今まで出てきた純正型の世界と理については以下の通り。


坂上晴臣……物質として存在するモノ以外、つまり空間や風、あるいはそこを燃やす炎などまで『削る』という理を持つ、赤錆色の世界。

世界の範囲から出た力は、空間の断裂に変質する。範囲は二メートル四方。

スズカ……あらゆる物質や力を遠ざける『拒絶』の世界。

世界から出た力は『斥力』といった形に変わる為、質量を持たないモノには効力が薄いが、その世界の理が及ぶ範囲内においては、あらゆる存在を拒絶する力が働いている。もちろん変種の能力においては、拒絶しきれないだけの力を持つモノもあるが、それでも拒絶という理に受ける強制力は強く、攻撃力は何段階も下げられてしまう。

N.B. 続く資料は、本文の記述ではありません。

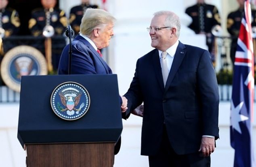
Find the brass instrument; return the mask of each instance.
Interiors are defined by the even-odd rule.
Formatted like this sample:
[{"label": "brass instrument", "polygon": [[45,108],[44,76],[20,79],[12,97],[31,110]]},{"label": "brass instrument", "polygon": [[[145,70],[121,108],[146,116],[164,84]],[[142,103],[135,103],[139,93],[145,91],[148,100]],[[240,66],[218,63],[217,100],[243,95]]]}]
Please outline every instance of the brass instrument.
[{"label": "brass instrument", "polygon": [[50,38],[54,35],[54,28],[50,25],[46,25],[43,29],[43,35]]},{"label": "brass instrument", "polygon": [[52,37],[55,33],[54,28],[50,25],[50,13],[53,11],[53,8],[46,10],[45,12],[46,26],[43,29],[43,35],[46,37],[44,41],[45,47],[45,58],[47,62],[48,71],[52,71],[53,68],[52,64]]}]

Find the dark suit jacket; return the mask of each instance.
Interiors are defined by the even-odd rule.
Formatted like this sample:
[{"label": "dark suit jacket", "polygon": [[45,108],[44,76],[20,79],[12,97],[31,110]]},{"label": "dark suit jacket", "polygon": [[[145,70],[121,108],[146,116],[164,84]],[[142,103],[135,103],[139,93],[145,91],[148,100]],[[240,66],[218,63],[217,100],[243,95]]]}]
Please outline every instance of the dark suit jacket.
[{"label": "dark suit jacket", "polygon": [[[92,46],[80,35],[72,41],[71,74],[112,74],[111,69]],[[64,47],[58,73],[68,74],[69,45]]]},{"label": "dark suit jacket", "polygon": [[179,155],[198,152],[203,135],[218,138],[218,87],[208,51],[180,42],[165,88],[158,51],[151,51],[138,60],[124,96],[128,116],[144,102],[142,155],[156,154],[164,123]]},{"label": "dark suit jacket", "polygon": [[[61,56],[58,73],[68,74],[69,44],[64,48]],[[72,41],[71,74],[112,74],[111,69],[92,46],[80,35]],[[120,103],[122,103],[120,98]],[[115,154],[119,151],[121,137],[115,147]]]}]

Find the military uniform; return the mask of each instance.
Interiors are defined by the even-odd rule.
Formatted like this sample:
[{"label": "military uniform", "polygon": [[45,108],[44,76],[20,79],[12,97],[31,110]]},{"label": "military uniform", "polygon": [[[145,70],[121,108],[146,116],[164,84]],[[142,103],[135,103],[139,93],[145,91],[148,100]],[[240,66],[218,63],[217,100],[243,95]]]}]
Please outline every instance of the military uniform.
[{"label": "military uniform", "polygon": [[[31,34],[35,37],[42,35],[46,25],[52,26],[54,29],[54,35],[51,37],[52,60],[53,70],[56,71],[62,49],[66,45],[63,35],[67,26],[67,19],[64,10],[57,8],[50,10],[40,8],[33,10],[29,21],[29,29]],[[43,41],[38,42],[39,44],[44,45]],[[42,51],[43,53],[44,51]]]},{"label": "military uniform", "polygon": [[[220,18],[217,8],[210,4],[197,3],[187,8],[185,12],[192,19],[189,27],[196,34],[206,34],[206,45],[209,52],[212,54],[214,37],[211,33],[212,29],[216,25],[220,25]],[[214,61],[214,60],[212,60]]]},{"label": "military uniform", "polygon": [[[227,27],[232,37],[230,47],[230,57],[233,64],[235,62],[237,37],[243,14],[243,8],[242,8],[232,12],[228,15]],[[252,10],[252,27],[254,26],[256,26],[256,10]]]},{"label": "military uniform", "polygon": [[19,14],[14,9],[7,8],[0,10],[0,27],[4,30],[4,37],[17,35],[21,23]]},{"label": "military uniform", "polygon": [[98,6],[89,4],[82,4],[73,7],[70,10],[69,23],[75,34],[77,35],[80,30],[80,25],[84,15],[84,11],[88,8],[97,8]]},{"label": "military uniform", "polygon": [[34,36],[42,35],[46,22],[53,27],[55,35],[62,35],[67,26],[67,19],[64,10],[52,8],[47,11],[42,8],[38,8],[32,12],[29,22],[29,29],[32,35]]},{"label": "military uniform", "polygon": [[[0,38],[17,35],[19,33],[20,25],[19,14],[16,10],[11,8],[6,8],[0,10],[0,28],[4,30],[1,32]],[[2,39],[0,39],[0,64],[5,52],[10,48],[15,46],[13,43],[6,39],[4,38],[2,41]],[[0,76],[0,85],[5,85]]]}]

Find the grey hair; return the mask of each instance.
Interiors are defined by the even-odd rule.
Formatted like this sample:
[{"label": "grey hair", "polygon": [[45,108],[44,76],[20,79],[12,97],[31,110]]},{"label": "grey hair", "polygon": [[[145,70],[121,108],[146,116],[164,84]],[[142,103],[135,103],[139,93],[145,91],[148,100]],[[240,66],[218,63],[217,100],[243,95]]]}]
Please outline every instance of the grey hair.
[{"label": "grey hair", "polygon": [[178,37],[180,31],[180,20],[179,17],[174,12],[170,11],[159,11],[153,14],[154,16],[166,16],[164,26],[175,27],[176,29],[176,36]]},{"label": "grey hair", "polygon": [[87,9],[82,19],[80,33],[89,36],[94,29],[103,28],[115,21],[115,17],[103,9]]}]

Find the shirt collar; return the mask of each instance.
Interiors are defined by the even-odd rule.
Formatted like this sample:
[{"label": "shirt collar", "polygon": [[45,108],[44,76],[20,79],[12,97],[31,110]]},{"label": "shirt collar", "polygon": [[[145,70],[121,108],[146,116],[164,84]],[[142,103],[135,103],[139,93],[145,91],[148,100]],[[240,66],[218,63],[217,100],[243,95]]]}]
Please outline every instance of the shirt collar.
[{"label": "shirt collar", "polygon": [[[175,53],[176,53],[176,50],[177,50],[177,47],[178,47],[178,40],[177,40],[172,46],[171,46],[166,50],[166,52],[168,53],[168,54],[172,58],[173,58],[174,57]],[[161,55],[162,52],[163,51],[162,50],[158,50],[159,58],[161,58]]]},{"label": "shirt collar", "polygon": [[93,41],[92,41],[92,39],[90,39],[90,38],[89,38],[86,36],[82,34],[79,34],[79,35],[82,37],[86,39],[88,42],[89,42],[90,44],[92,45],[92,46],[93,48],[95,49],[95,50],[97,51],[97,50],[98,50],[98,48],[97,48],[97,47],[96,46],[96,45],[95,45],[95,44],[94,43],[94,42],[93,42]]}]

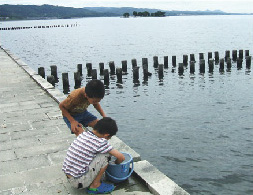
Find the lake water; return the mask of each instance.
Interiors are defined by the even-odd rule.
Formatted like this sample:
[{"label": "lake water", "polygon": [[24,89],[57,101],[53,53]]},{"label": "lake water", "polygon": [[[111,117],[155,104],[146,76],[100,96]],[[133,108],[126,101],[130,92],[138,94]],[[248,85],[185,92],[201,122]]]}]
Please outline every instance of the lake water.
[{"label": "lake water", "polygon": [[[118,137],[191,194],[253,194],[252,72],[237,69],[199,74],[198,54],[253,49],[253,16],[180,16],[165,18],[84,18],[71,20],[1,22],[0,27],[71,25],[75,27],[0,31],[0,42],[37,71],[50,65],[73,72],[83,64],[98,68],[109,61],[121,67],[128,61],[123,83],[111,76],[101,101],[119,126]],[[172,71],[183,55],[195,54],[196,72]],[[169,57],[163,79],[153,68],[153,56]],[[214,56],[214,53],[213,53]],[[133,83],[131,60],[141,67],[148,58],[152,76]],[[98,77],[100,79],[100,77]],[[101,78],[102,79],[102,78]],[[91,108],[91,112],[96,113]]]}]

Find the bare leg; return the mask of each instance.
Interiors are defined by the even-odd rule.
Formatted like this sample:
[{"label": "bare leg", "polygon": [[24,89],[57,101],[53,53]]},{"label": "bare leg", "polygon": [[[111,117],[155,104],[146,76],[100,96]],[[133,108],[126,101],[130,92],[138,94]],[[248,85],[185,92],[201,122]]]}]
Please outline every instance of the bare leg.
[{"label": "bare leg", "polygon": [[98,119],[91,121],[88,126],[94,128],[95,124],[98,122]]},{"label": "bare leg", "polygon": [[98,188],[101,185],[101,178],[102,178],[102,176],[103,176],[103,174],[104,174],[107,167],[108,167],[108,165],[106,165],[105,167],[100,169],[97,177],[90,184],[90,188]]}]

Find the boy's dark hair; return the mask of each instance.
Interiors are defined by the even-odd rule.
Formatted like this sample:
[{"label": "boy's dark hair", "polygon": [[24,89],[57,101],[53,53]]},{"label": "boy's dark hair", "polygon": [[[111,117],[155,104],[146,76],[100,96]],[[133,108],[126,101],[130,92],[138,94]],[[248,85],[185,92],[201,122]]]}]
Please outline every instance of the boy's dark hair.
[{"label": "boy's dark hair", "polygon": [[100,80],[91,80],[85,86],[85,93],[89,98],[101,98],[105,96],[105,87]]},{"label": "boy's dark hair", "polygon": [[110,134],[110,136],[116,135],[118,131],[115,120],[110,117],[104,117],[100,119],[94,126],[94,129],[100,134]]}]

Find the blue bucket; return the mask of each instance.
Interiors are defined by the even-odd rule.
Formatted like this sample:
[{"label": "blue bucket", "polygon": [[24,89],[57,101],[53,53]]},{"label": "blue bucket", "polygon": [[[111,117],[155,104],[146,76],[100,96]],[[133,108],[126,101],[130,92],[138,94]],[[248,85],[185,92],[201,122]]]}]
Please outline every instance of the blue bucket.
[{"label": "blue bucket", "polygon": [[[106,177],[114,183],[119,183],[128,179],[134,171],[132,156],[125,152],[122,152],[122,154],[125,156],[125,160],[120,164],[115,164],[116,158],[112,157],[105,172]],[[130,165],[132,165],[131,168]]]}]

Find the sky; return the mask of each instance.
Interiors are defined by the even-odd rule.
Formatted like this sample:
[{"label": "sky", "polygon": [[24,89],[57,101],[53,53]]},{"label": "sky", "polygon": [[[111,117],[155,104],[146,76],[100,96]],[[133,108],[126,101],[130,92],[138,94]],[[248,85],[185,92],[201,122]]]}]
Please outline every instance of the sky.
[{"label": "sky", "polygon": [[221,10],[228,13],[253,13],[253,0],[0,0],[2,4],[58,5],[65,7],[135,7],[161,10],[205,11]]}]

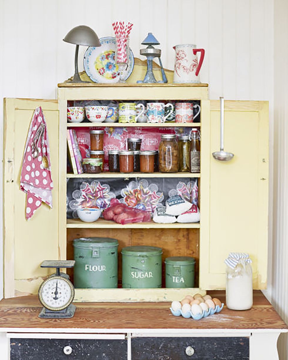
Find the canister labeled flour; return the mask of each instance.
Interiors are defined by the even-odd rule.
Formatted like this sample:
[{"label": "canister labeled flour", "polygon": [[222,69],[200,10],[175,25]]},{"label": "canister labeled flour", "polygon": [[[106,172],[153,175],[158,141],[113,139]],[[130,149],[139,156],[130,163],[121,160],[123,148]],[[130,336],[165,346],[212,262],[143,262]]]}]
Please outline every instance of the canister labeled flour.
[{"label": "canister labeled flour", "polygon": [[194,287],[195,259],[194,257],[167,257],[165,262],[167,288]]},{"label": "canister labeled flour", "polygon": [[108,238],[81,238],[75,239],[73,246],[75,288],[117,287],[117,240]]},{"label": "canister labeled flour", "polygon": [[154,246],[128,246],[122,255],[122,287],[160,288],[162,249]]}]

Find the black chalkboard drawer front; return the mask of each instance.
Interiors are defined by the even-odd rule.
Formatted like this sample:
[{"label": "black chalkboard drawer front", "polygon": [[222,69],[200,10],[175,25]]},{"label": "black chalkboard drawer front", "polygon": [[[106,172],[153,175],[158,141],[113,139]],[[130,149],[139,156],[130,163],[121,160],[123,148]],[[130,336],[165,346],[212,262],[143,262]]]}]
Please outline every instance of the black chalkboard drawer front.
[{"label": "black chalkboard drawer front", "polygon": [[125,339],[10,339],[10,360],[127,360]]},{"label": "black chalkboard drawer front", "polygon": [[249,360],[248,337],[138,337],[132,360]]}]

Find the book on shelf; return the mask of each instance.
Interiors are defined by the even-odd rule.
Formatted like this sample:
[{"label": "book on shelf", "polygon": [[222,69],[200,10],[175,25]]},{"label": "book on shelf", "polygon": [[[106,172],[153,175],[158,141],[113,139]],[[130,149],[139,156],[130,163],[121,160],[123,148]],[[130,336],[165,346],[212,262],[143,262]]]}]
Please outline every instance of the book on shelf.
[{"label": "book on shelf", "polygon": [[71,167],[73,170],[73,174],[76,175],[78,174],[77,167],[76,166],[76,162],[74,157],[74,152],[72,147],[72,143],[71,142],[71,138],[70,136],[70,132],[69,129],[67,130],[67,153],[68,159],[71,164]]}]

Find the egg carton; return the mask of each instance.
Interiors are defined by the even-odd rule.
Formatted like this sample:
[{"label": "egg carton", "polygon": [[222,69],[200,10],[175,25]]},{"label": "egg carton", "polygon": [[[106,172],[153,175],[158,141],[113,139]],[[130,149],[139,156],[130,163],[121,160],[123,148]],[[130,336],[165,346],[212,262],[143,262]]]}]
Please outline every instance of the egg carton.
[{"label": "egg carton", "polygon": [[189,318],[192,318],[194,320],[200,320],[202,318],[207,318],[209,315],[213,315],[216,312],[220,312],[223,308],[224,304],[222,303],[220,307],[218,305],[216,305],[214,309],[212,307],[209,307],[208,311],[204,310],[201,314],[197,314],[196,315],[193,315],[191,311],[187,311],[184,313],[181,310],[177,310],[176,311],[172,310],[172,308],[170,308],[170,310],[174,316],[180,316],[182,315],[183,318],[188,319]]}]

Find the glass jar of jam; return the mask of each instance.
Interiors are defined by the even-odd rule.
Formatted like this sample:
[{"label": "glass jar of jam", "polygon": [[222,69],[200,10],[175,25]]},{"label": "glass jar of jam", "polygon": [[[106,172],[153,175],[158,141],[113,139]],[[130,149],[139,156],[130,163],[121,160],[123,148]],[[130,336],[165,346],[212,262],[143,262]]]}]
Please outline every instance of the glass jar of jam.
[{"label": "glass jar of jam", "polygon": [[110,172],[119,172],[119,150],[110,150],[108,152],[108,166]]},{"label": "glass jar of jam", "polygon": [[140,154],[141,152],[136,150],[134,152],[134,162],[133,163],[133,171],[134,172],[140,171]]},{"label": "glass jar of jam", "polygon": [[176,135],[164,134],[159,145],[159,171],[160,172],[178,171],[178,144]]},{"label": "glass jar of jam", "polygon": [[120,172],[133,172],[134,169],[134,152],[123,150],[119,152]]},{"label": "glass jar of jam", "polygon": [[154,172],[156,151],[147,150],[140,152],[140,170],[141,172]]},{"label": "glass jar of jam", "polygon": [[182,135],[178,138],[178,161],[179,171],[189,172],[190,171],[190,141],[188,135]]},{"label": "glass jar of jam", "polygon": [[99,158],[85,158],[82,162],[83,170],[87,174],[98,174],[101,172],[103,165],[102,159]]},{"label": "glass jar of jam", "polygon": [[104,152],[102,150],[98,150],[94,151],[91,150],[90,153],[90,157],[93,159],[101,159],[102,160],[102,166],[101,170],[103,171],[104,163]]},{"label": "glass jar of jam", "polygon": [[90,146],[91,150],[103,150],[104,132],[103,130],[91,130],[90,131]]},{"label": "glass jar of jam", "polygon": [[128,150],[132,150],[132,151],[140,150],[142,142],[142,139],[138,139],[138,138],[128,138],[127,139]]}]

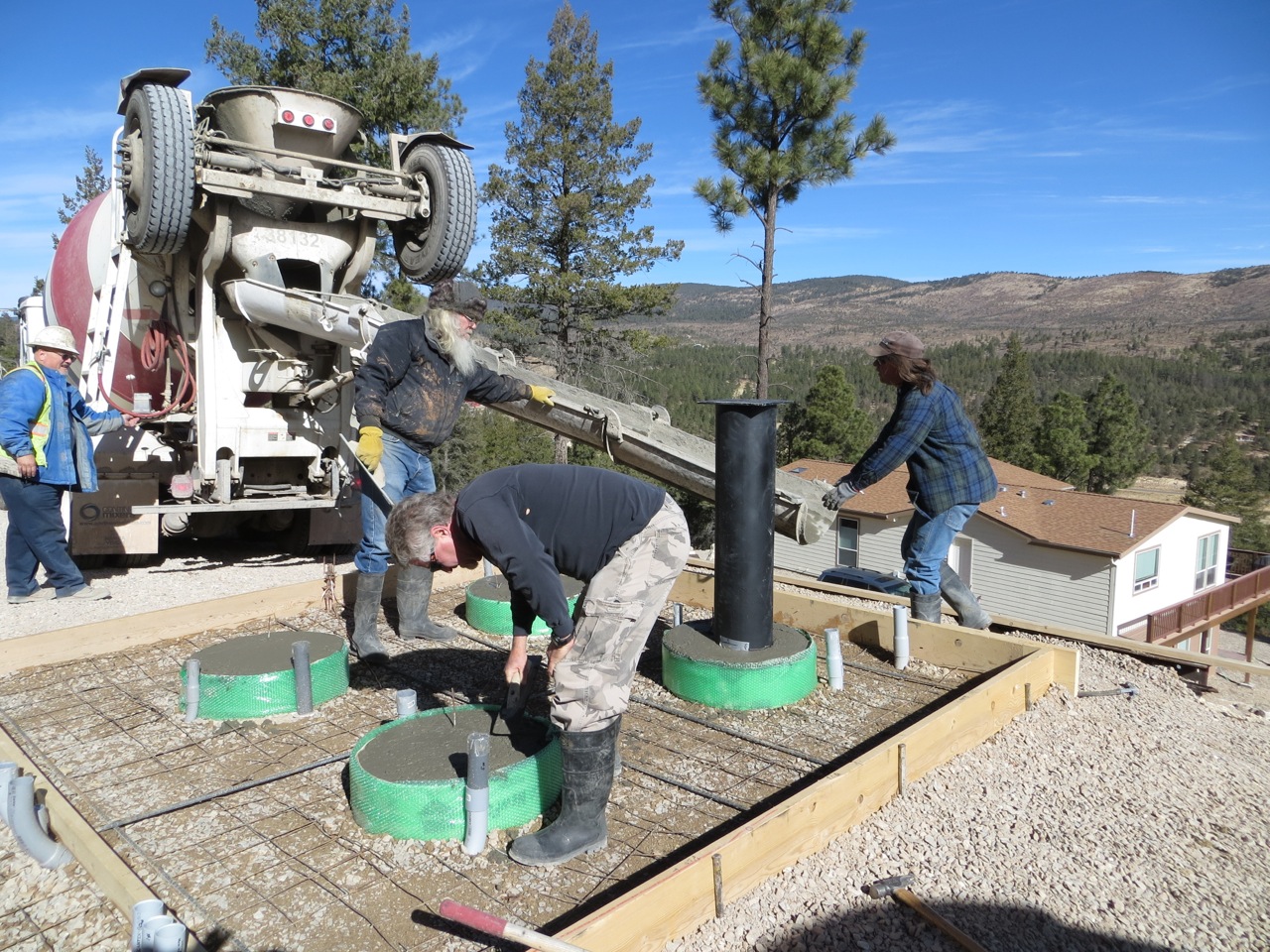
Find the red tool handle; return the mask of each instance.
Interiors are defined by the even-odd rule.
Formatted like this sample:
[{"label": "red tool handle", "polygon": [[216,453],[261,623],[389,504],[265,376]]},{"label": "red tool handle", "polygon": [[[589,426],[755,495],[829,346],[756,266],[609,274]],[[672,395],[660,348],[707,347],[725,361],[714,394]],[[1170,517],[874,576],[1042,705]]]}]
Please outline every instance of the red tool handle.
[{"label": "red tool handle", "polygon": [[452,899],[441,900],[439,911],[446,919],[456,922],[460,925],[466,925],[470,929],[485,932],[490,935],[498,935],[499,938],[503,937],[503,930],[507,929],[507,919],[465,906],[461,902],[455,902]]},{"label": "red tool handle", "polygon": [[540,952],[587,952],[587,949],[582,948],[582,946],[574,946],[564,939],[551,938],[550,935],[535,932],[525,925],[517,925],[516,923],[509,923],[507,919],[502,919],[497,915],[490,915],[489,913],[483,913],[479,909],[472,909],[471,906],[465,906],[461,902],[455,902],[452,899],[441,900],[441,909],[437,911],[443,918],[456,922],[460,925],[466,925],[470,929],[484,932],[488,935],[514,939],[525,946],[537,948]]}]

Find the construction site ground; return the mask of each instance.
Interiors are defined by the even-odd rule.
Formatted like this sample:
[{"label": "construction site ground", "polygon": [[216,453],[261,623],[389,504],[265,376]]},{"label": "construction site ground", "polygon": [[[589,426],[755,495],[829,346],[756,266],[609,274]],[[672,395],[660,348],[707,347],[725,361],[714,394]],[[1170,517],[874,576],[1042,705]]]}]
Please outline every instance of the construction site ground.
[{"label": "construction site ground", "polygon": [[[845,644],[845,687],[829,691],[818,636],[820,684],[804,701],[705,708],[660,687],[667,612],[622,722],[608,848],[526,868],[505,848],[536,823],[491,833],[470,857],[457,840],[370,835],[349,809],[348,754],[395,716],[396,691],[413,688],[420,708],[502,701],[507,640],[469,628],[462,602],[461,588],[434,594],[433,616],[455,611],[464,633],[448,644],[390,637],[386,602],[391,663],[354,663],[348,693],[309,716],[187,722],[180,670],[194,651],[243,633],[343,635],[347,612],[208,622],[198,636],[17,671],[0,679],[0,724],[207,948],[441,952],[507,947],[437,918],[442,899],[555,932],[928,713],[968,677],[922,663],[899,673],[884,652]],[[541,683],[530,712],[546,713]],[[131,924],[80,863],[17,875],[32,862],[0,829],[0,949],[127,947]]]}]

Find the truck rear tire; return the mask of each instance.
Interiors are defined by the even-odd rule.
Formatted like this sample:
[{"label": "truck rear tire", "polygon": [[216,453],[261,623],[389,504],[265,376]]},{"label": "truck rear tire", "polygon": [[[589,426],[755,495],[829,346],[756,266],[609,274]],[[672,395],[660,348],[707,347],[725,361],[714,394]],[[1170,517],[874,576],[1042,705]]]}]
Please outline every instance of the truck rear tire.
[{"label": "truck rear tire", "polygon": [[144,254],[179,251],[194,208],[194,131],[184,96],[173,86],[137,86],[123,135],[127,241]]},{"label": "truck rear tire", "polygon": [[476,240],[476,176],[461,149],[424,142],[406,155],[401,170],[423,173],[432,217],[398,222],[392,245],[401,270],[423,284],[453,278]]}]

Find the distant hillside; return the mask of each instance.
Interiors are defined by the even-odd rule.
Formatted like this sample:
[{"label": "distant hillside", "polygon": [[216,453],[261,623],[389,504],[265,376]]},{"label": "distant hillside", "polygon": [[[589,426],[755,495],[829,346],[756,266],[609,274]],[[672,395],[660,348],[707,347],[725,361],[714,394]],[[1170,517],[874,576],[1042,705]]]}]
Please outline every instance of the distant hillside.
[{"label": "distant hillside", "polygon": [[[996,272],[917,283],[852,275],[779,283],[773,294],[777,345],[855,347],[904,327],[940,345],[1017,331],[1034,347],[1166,353],[1270,325],[1270,265],[1099,278]],[[757,315],[757,288],[681,284],[673,312],[655,324],[697,343],[753,344]]]}]

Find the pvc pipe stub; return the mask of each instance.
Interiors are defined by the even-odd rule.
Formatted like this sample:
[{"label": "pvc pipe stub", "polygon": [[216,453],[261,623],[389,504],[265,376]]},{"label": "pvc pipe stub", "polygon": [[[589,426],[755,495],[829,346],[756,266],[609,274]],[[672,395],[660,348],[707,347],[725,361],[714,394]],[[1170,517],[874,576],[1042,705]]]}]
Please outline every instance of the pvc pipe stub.
[{"label": "pvc pipe stub", "polygon": [[467,828],[467,739],[490,735],[490,830],[522,826],[560,796],[560,741],[540,717],[511,724],[498,704],[433,708],[376,727],[348,759],[353,820],[398,839],[462,840]]}]

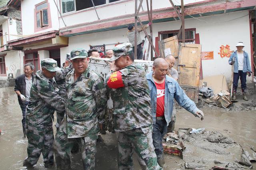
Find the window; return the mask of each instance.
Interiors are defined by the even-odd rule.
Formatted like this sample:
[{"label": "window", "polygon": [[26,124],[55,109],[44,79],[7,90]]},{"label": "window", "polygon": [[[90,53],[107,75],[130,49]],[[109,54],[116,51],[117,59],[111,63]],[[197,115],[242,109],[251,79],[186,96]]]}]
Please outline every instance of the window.
[{"label": "window", "polygon": [[36,6],[36,27],[42,28],[49,25],[48,22],[48,2]]},{"label": "window", "polygon": [[24,63],[26,64],[27,63],[31,63],[33,64],[35,66],[34,73],[36,73],[37,71],[39,70],[38,55],[37,52],[25,54]]},{"label": "window", "polygon": [[[120,0],[94,0],[95,6]],[[92,0],[62,0],[62,12],[79,11],[93,7]]]},{"label": "window", "polygon": [[4,56],[0,57],[0,75],[5,76],[6,75],[6,71],[5,69]]},{"label": "window", "polygon": [[57,61],[58,66],[60,67],[60,51],[58,50],[50,51],[49,51],[50,57],[54,59]]},{"label": "window", "polygon": [[[160,40],[163,40],[169,37],[178,35],[178,30],[174,31],[163,31],[159,32],[158,34],[160,36]],[[185,42],[189,43],[195,43],[195,35],[196,29],[191,28],[185,30]],[[182,42],[182,34],[181,33],[180,36],[178,38],[179,42]]]}]

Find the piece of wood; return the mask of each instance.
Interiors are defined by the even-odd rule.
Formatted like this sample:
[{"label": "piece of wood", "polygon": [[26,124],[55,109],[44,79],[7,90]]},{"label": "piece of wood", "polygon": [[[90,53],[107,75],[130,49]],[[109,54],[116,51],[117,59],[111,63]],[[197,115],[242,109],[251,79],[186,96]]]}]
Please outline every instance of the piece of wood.
[{"label": "piece of wood", "polygon": [[180,85],[187,95],[196,103],[198,102],[200,71],[201,65],[200,44],[181,43],[179,52],[178,78]]},{"label": "piece of wood", "polygon": [[179,42],[177,36],[160,41],[159,42],[158,46],[161,57],[164,58],[167,54],[168,54],[168,52],[170,51],[171,54],[174,57],[178,56]]}]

銀色の鈴が空間を幾つも舞う、白銀色の世界。範囲は十メートルから二十メートル?

シャクナゲ……灰色の世界。

力という概念に当てはまる存在を具現化する理を持つ世界。

その理を現す為の世界の端末に過ぎない鎖だけでも、相当な力を持っているが、意外と欠点も目立つ世界。純正型の領域に対する攻撃力の低さ、世界を使役するためにかかる負荷、精密な力の発露を出来ない大味さ、鎖の数で補わざるを得ない攻撃力と防御力など。

一番の特異点は、純正型以外にも視認出来る世界だという事と、広すぎる領域を持つ世界だという点。範囲はまだ載せていない……ハズ。




レッドコード……赤札とも呼ばれる裏切りの符丁。関西軍や他地方軍に降った者の中で、コードを持っていた者達が特にこう呼ばれる。

普通のヴァンプよりも『裏切り者』という点から恨まれる傾向にあるが、元々はコードフェンサーでもあった為、レッドコードとは高位のヴァンプばかりという事でもある。